Розанов. Когда я шел в университет, то знал, что иду в рабы. В древнем Риме-то педагогами были рабы. А что с тех пор изменилось? Учителя у нас за версту видно по изможденному виду. А что такое школа, я знал по своему ученичеству. Всему, чему я хотел научиться, я научился сам. Школой для меня стала моя природа. Если ребенок исключителен, значит и пути развития его должны быть исключительны. А наша школа – канцелярия. Но я чувствую, что буду мучиться на этом поприще лет десять, не меньше. Пока не найду для себя другого способа прокормиться. Ну и совсем интимное. Я некрасивый, Таня. А некрасивых учителей дети не любят. А когда тебя не любят, трудно быть хорошим учителем. Без телесной приятности нет и духовной дружбы. А хороший учитель обязательно должен духовно дружить с учениками. (С иронией.) Не выйдет из меня учителя – буду писать статьи о воспитании и образовании.
Щеглова непроизвольным движением берет Розанова под руку.
Щеглова. Уже, наверно, пишешь?
Розанов. А что мне еще остается? Я пришел к выводу, что истинных русских интеллигентов и вообще хороших людей вырабатывает не школа, не государство, а цельная, крепкая, счастливая семья.
Щеглова. Вася, ты очень, очень милый человек. И, как видишь, остаешься таким для меня, несмотря ни на что. И будешь оставаться, несмотря ни на что. И я буду надеяться, сколько бы времени ни прошло.
Суслова видит их, идущих под ручку. Подходит к ним. Они останавливаются в оторопи. Какое-то время она смотрит на них. Потом начинает нервно смеяться.

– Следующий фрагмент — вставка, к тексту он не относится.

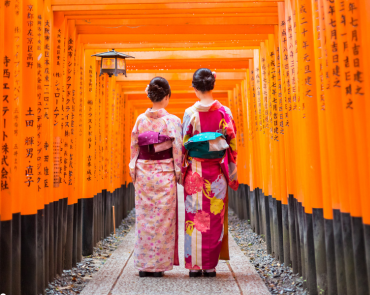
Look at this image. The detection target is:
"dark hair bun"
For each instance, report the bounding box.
[148,77,171,102]
[192,68,216,92]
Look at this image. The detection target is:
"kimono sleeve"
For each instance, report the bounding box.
[221,107,239,190]
[129,116,141,183]
[167,116,182,181]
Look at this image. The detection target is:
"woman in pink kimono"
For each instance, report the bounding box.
[182,69,239,277]
[129,77,182,277]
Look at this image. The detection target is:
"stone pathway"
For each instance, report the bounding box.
[81,186,270,295]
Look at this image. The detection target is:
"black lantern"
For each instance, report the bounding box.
[92,49,135,77]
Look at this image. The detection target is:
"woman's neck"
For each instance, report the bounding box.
[152,101,165,111]
[198,92,215,105]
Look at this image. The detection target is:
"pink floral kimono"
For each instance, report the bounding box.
[129,109,182,272]
[182,100,239,270]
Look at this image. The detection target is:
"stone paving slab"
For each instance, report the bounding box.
[81,186,270,295]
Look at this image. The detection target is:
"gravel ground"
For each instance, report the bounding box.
[229,208,309,295]
[45,209,135,295]
[45,208,309,295]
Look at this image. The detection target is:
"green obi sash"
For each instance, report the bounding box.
[184,132,228,159]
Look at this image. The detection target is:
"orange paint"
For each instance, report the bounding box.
[19,0,38,215]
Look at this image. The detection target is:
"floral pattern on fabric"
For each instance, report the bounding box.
[185,195,202,214]
[129,109,182,184]
[184,172,203,194]
[211,174,227,200]
[129,109,182,272]
[134,159,177,272]
[182,101,239,269]
[194,211,211,233]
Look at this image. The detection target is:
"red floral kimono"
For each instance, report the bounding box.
[182,100,239,269]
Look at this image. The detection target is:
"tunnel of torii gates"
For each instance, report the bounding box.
[0,0,370,295]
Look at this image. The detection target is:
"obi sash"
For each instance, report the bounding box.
[138,131,173,160]
[184,132,229,159]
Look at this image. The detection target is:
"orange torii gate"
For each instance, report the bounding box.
[0,0,370,295]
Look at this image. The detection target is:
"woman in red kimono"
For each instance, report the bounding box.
[182,69,239,277]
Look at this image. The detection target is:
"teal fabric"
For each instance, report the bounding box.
[184,132,226,159]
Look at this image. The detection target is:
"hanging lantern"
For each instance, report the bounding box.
[92,49,135,77]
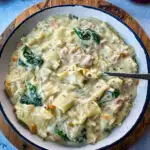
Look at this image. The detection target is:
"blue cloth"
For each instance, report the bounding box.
[0,131,17,150]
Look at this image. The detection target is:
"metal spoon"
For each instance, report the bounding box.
[104,72,150,80]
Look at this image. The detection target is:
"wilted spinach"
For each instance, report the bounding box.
[55,125,70,141]
[73,28,100,44]
[22,45,44,67]
[68,14,78,20]
[76,128,87,143]
[98,89,120,105]
[18,59,27,67]
[20,83,42,106]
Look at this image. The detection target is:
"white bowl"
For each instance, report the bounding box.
[0,5,150,150]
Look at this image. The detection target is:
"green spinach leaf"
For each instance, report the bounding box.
[55,126,70,141]
[76,128,87,143]
[22,45,44,67]
[73,28,91,40]
[98,89,120,105]
[18,59,27,67]
[68,14,78,20]
[73,28,100,44]
[20,83,43,106]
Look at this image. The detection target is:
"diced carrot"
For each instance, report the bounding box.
[30,123,37,133]
[12,56,18,62]
[103,114,111,119]
[135,80,139,85]
[48,104,56,110]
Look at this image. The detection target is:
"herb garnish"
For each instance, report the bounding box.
[18,45,44,67]
[73,28,100,44]
[98,89,120,105]
[55,125,70,141]
[20,83,42,106]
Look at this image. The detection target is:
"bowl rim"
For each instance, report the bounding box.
[0,4,150,150]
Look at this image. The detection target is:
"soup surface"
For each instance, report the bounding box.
[5,15,138,144]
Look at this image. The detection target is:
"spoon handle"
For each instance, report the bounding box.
[104,72,150,80]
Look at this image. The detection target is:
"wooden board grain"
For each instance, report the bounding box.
[0,0,150,150]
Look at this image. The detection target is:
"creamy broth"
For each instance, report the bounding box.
[5,15,138,144]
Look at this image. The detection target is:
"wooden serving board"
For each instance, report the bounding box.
[0,0,150,150]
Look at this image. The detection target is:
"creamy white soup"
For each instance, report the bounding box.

Суслова (Розанову). Что скажешь, ласковый теленок?
Розанов хочет что-то сказать, но не может, так он растерян.
Суслова. О, Боже! Как же ты жалок и смешон! (Щегловой.) Как вы оба смешны!
Щеглова. Мадам, не будьте… (Осекается.)
Суслова. Ну договаривай! Как ты хотела назвать меня, дрянь?
Щеглова. Как вы смеете?!
Суслова. Я еще не то посмею!
Суслова бьет Щеглову по щеке. Хочет ударить еще раз, но Щеглова прячется за спиной у Розанова.

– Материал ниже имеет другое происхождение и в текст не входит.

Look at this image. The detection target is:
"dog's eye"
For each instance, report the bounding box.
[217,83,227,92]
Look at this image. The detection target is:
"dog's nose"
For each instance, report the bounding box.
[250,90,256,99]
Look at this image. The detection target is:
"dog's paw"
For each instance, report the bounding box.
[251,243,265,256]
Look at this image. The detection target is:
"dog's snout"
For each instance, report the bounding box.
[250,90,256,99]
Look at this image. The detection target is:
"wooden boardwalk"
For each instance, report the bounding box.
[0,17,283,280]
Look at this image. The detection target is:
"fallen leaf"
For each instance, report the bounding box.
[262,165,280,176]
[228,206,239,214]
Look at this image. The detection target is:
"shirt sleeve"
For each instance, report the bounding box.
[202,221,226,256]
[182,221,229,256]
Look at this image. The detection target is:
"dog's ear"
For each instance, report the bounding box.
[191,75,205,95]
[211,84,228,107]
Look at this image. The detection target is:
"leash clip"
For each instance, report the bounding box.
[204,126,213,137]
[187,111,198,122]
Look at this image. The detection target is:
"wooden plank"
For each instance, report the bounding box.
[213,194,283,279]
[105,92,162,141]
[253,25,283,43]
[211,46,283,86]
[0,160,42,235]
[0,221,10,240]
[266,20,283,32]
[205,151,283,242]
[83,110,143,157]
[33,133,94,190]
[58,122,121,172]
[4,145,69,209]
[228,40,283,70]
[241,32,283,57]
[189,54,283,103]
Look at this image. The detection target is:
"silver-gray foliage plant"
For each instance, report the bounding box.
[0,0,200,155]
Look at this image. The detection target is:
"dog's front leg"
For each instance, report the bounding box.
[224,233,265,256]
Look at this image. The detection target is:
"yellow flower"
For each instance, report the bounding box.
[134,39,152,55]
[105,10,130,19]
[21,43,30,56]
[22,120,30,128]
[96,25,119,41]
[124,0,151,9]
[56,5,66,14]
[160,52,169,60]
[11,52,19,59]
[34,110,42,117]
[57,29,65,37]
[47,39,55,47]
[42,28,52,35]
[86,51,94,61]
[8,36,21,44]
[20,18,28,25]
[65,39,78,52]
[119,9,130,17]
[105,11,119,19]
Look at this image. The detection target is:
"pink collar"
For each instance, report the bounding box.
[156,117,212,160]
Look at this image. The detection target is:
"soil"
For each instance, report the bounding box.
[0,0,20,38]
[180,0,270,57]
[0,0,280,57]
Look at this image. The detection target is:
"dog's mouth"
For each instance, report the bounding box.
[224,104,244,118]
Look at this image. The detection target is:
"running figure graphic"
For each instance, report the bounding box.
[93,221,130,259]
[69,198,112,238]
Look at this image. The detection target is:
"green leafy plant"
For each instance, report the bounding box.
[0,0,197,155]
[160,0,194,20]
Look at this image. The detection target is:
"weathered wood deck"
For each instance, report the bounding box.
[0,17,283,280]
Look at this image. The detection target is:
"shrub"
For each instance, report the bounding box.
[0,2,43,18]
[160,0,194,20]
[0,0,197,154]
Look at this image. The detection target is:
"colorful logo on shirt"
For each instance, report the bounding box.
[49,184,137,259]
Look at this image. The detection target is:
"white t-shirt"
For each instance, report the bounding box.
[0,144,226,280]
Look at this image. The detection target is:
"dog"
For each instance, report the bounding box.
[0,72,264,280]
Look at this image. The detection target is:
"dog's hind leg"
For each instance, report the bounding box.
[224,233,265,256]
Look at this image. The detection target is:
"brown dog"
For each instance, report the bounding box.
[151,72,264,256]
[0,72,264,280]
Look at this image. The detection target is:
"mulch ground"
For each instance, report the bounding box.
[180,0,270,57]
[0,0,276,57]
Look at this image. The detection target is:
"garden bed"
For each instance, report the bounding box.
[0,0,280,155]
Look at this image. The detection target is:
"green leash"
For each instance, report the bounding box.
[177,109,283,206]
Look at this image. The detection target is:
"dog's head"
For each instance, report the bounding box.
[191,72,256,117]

Суслова (Розанову). Дай мне ударить эту дрянь. Одного раза ей мало. И мне мало.
Розанов. Поля, ты переходишь все границы.

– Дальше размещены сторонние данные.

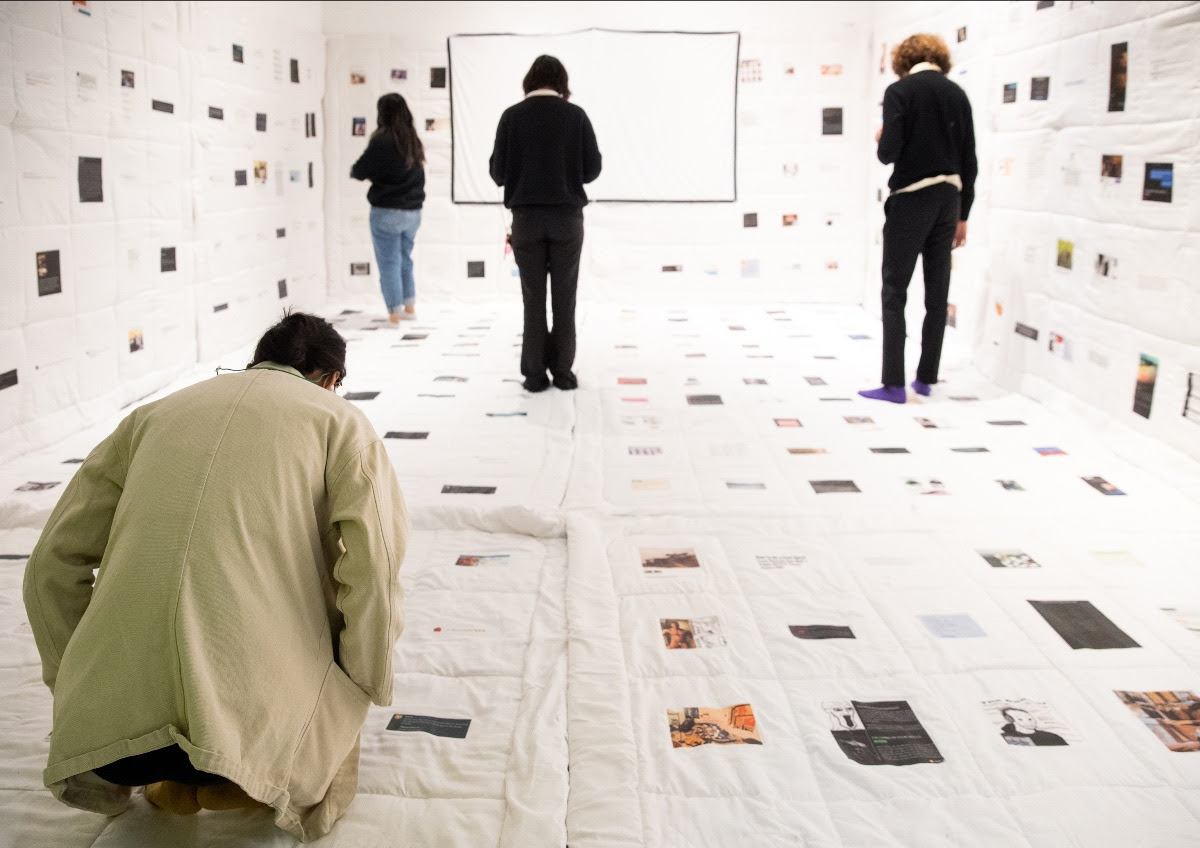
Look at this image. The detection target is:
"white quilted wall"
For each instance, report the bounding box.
[864,0,1200,465]
[325,2,872,303]
[0,0,325,459]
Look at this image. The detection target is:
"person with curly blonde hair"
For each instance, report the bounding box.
[858,34,979,403]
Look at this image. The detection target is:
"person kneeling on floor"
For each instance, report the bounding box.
[24,313,409,841]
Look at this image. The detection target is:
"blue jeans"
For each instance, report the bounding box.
[371,206,421,312]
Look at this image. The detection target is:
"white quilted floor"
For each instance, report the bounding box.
[0,302,1200,848]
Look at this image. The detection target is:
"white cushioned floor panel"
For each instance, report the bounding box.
[0,301,1200,848]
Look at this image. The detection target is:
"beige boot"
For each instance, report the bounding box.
[144,781,200,816]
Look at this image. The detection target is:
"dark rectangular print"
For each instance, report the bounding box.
[388,714,470,739]
[1030,601,1141,650]
[37,251,62,297]
[787,624,854,639]
[78,156,104,203]
[821,106,841,136]
[1141,162,1175,203]
[1109,41,1129,112]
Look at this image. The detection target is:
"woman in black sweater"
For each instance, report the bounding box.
[350,94,425,324]
[490,56,600,392]
[858,34,979,403]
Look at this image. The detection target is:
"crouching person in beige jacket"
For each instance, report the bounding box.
[24,313,409,841]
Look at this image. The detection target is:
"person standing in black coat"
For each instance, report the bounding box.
[488,55,600,392]
[858,35,979,403]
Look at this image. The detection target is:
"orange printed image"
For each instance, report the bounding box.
[667,704,762,748]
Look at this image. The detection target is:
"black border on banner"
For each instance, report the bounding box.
[446,26,742,206]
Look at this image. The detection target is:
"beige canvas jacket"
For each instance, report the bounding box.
[24,363,409,841]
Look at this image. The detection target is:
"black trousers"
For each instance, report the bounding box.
[883,182,959,386]
[94,745,226,786]
[510,206,583,381]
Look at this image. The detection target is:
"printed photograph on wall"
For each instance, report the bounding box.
[667,704,762,748]
[1183,371,1200,423]
[1046,330,1072,362]
[738,59,762,83]
[1028,601,1141,650]
[1114,690,1200,752]
[659,615,725,650]
[821,700,943,765]
[821,107,841,136]
[638,548,700,575]
[37,251,62,297]
[77,156,104,203]
[1056,239,1075,271]
[983,698,1072,747]
[1109,41,1129,112]
[1133,354,1158,419]
[1141,162,1175,203]
[1100,154,1124,184]
[976,549,1042,569]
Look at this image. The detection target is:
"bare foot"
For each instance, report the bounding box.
[145,781,200,816]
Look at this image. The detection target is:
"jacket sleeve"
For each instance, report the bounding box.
[877,83,905,164]
[959,94,979,221]
[23,416,132,692]
[487,114,509,186]
[583,114,600,182]
[329,439,409,706]
[350,143,379,180]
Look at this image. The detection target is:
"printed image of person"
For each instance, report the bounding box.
[350,92,425,324]
[1000,706,1067,745]
[858,35,978,403]
[24,313,409,842]
[662,619,696,650]
[488,55,600,392]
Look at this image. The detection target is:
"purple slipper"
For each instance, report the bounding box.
[858,386,908,403]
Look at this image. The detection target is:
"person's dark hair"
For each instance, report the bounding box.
[521,54,571,100]
[371,91,425,168]
[246,312,346,380]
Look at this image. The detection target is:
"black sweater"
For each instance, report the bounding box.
[350,133,425,209]
[878,71,979,221]
[488,95,600,209]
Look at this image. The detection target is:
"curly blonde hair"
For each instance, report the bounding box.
[892,32,950,77]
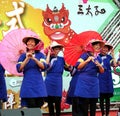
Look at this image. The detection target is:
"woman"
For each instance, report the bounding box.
[17,36,47,108]
[45,42,65,116]
[98,43,117,116]
[74,40,104,116]
[0,64,7,109]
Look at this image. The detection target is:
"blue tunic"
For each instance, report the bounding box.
[17,52,47,98]
[45,56,64,97]
[74,53,101,98]
[0,64,7,102]
[98,54,114,94]
[66,70,79,104]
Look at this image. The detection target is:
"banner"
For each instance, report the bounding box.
[0,0,120,112]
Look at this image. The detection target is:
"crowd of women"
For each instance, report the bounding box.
[0,34,120,116]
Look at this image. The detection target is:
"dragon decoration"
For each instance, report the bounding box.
[42,4,102,65]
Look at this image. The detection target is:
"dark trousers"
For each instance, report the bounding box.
[72,97,97,116]
[24,98,44,108]
[47,96,61,116]
[0,100,3,109]
[100,96,110,116]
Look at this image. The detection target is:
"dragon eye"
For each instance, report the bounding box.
[61,17,65,22]
[47,18,52,23]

Суслова. А ты? Ты позволил этой дряни спровоцировать меня.
Розанов. Поля, так нельзя. Это недостойно.
Суслова. Замолчи, или я ударю тебя. Не смей больше приближаться ко мне.
Квартира Сусловой.
Вспыхнувший на улице скандал продолжается.
Розанов. Полинька, но это невозможно. Как я без тебя? Я не смогу.
Суслова. Ненадолго же тебя хватило. Ты такое же ничтожество, как и твой кумир. Даже хуже, потому что ты повтор его. Но я для тебя – то же, что и для него. Материал для твоих писанин. Источник вдохновения.
Розанов. Полинька, ты для меня совсем не то, что была для него. Я боготворю тебя не как модель, а как удивительную женщину.
Суслова. Прекрати! На меня эти комплименты не действуют. И давай оставим эти объяснения. Они бессмысленны. Женись на какой-нибудь курице, вроде Анны Сниткиной, заводи детей. Щеглова как раз для этого подходит.